Coronavirus-driven bad news hasn't stopped the stock market comeback
Illustration: Eniola Odetunde/Axios
Friday's horrific jobs report will catch the eye of even the most casual economic data watcher, but don’t be surprised if the stock market shrugs.
Why it matters: Grim economic news hasn't derailed the market's comeback. The stark difference between what's happening in the coronavirus-hit economy vs. the stock market has never been more on display.
Driving the news: The tech-heavy Nasdaq erased all its losses for the year. It's rallied 30% since late March, while the S&P 500 has risen 23% since then (though it's still lower on the year).
- Within that same timeframe, more than 33 million Americans have filed for unemployment. And the current quarter's economic contraction is set to be one for the record books while the country is struggling to beat back the coronavirus outbreak.

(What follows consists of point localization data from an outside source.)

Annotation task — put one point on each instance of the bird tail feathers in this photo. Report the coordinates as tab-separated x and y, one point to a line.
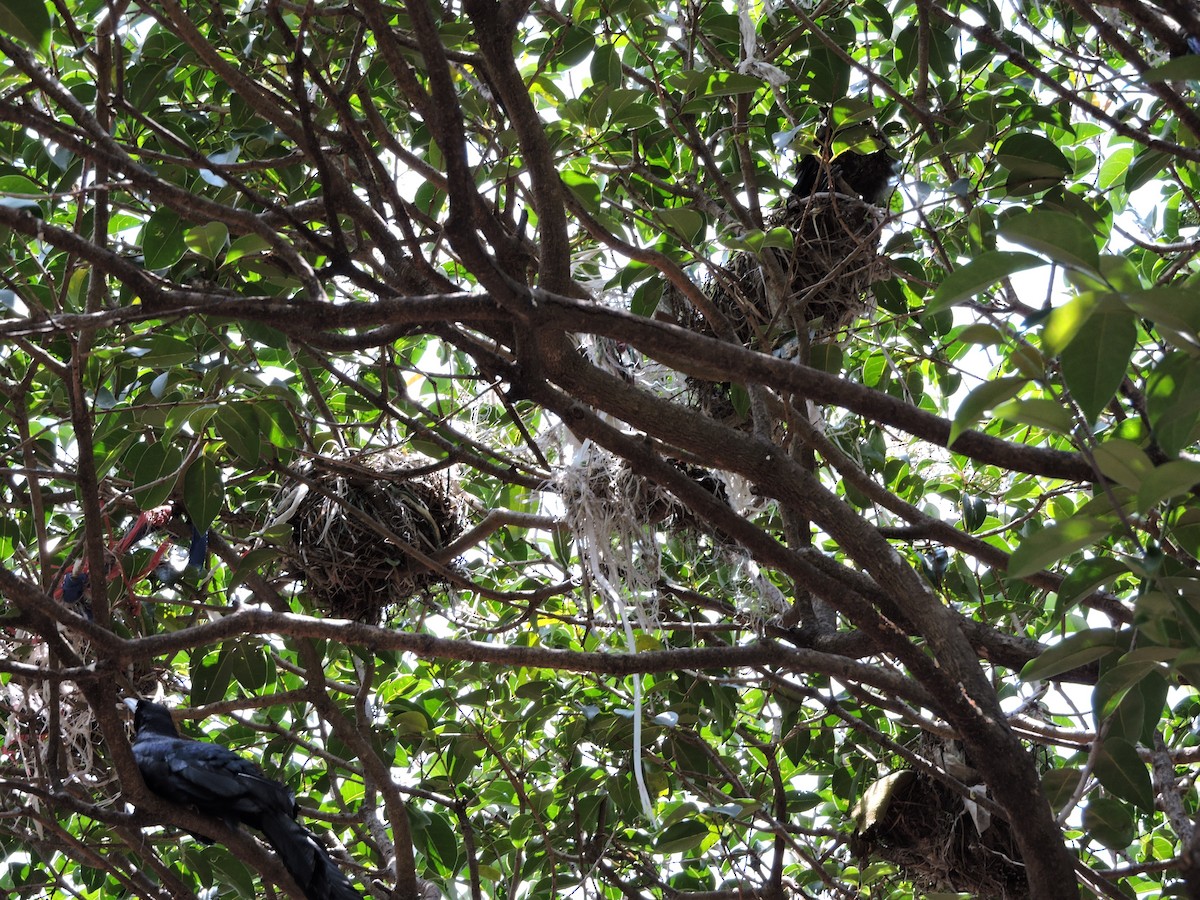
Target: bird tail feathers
306	861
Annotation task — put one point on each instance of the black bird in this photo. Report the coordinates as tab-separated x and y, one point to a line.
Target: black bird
867	175
216	781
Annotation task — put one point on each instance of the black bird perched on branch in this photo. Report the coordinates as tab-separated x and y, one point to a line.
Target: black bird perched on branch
216	781
867	175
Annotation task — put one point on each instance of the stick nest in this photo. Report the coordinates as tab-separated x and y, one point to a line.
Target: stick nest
354	533
822	285
931	838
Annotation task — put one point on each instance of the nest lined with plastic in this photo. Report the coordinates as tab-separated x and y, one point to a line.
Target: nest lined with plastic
354	533
928	833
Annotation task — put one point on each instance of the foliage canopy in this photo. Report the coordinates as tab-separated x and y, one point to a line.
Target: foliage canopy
559	541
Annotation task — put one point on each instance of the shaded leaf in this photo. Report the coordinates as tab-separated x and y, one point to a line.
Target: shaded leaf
1095	363
1060	237
1122	772
1053	543
981	273
1073	652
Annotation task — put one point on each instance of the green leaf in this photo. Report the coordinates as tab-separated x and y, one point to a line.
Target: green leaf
606	66
585	189
981	273
1122	772
1032	156
208	240
1175	311
154	477
575	46
682	837
1038	412
1084	579
162	239
203	492
1062	238
237	421
1171	479
1182	69
685	223
1109	821
27	21
1115	167
981	400
1173	400
1073	652
18	192
1122	461
1060	785
1093	364
975	513
1117	682
1051	544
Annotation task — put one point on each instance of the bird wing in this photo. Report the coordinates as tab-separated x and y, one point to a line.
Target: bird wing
210	778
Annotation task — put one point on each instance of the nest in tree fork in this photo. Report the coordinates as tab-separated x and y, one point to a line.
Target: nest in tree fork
817	287
355	528
924	828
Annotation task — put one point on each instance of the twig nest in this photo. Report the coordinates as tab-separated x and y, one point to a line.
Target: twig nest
809	292
363	527
931	834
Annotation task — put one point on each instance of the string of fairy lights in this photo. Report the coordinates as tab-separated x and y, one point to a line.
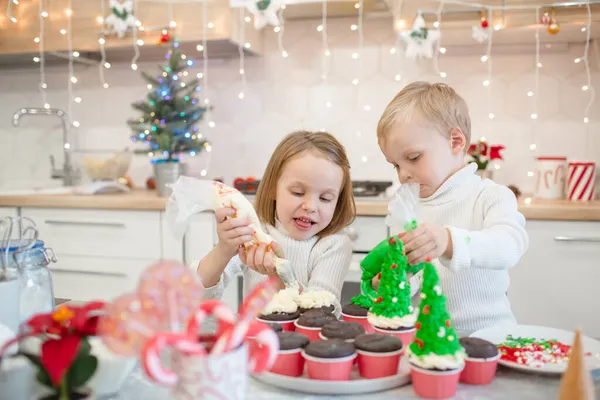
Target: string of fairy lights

What's going on: There are a myriad of reasons for the cheery stock market in some of the most depressing times — my colleague Felix Salmon lists them here.
- Among them: Investors are looking ahead and wagering the snapback will be quick and corporate profits will jump back to pre-pandemic levels.
- “I think it’s becoming clear that we’re in for a long, gradual recovery, which is unfortunate. I wish we had a quick bounce back," Minneapolis Fed president Neel Kashkari told NBC's "Today" show.
What they're saying: "The market has too quickly celebrated 'success' on the health care front, without fully appreciating how hard it is to turn the economy back on," Scott Clemons, who's been a strategist at investment firm Brown Brothers Harriman for the past 30 years, tells Axios.
- Lately, the single question Clemons gets most — from clients, as well as people outside of work — is about the economy-stock market disconnect.
Between the lines: This disconnect is common. Take the last recession, when "the labor market didn't start to show signs of improvement until the end of 2009, at which point the market was already up 44%," Clemons notes.
- Then, per Clemons, the average person may have said: "I'm out of work, I can't find the job. And on the evening news I see Wall Street traders popping open bottles of champagne."
- Now, as joblessness is expected to have hit nearly every industry — plus the threat of a second coronavirus wave when states open up their economies — the divide between the stock market's optimism and economic forecasts is even more clear.
The bottom line: The worst may be over for the stock market (for now). The economic bloodletting will be here for a while longer.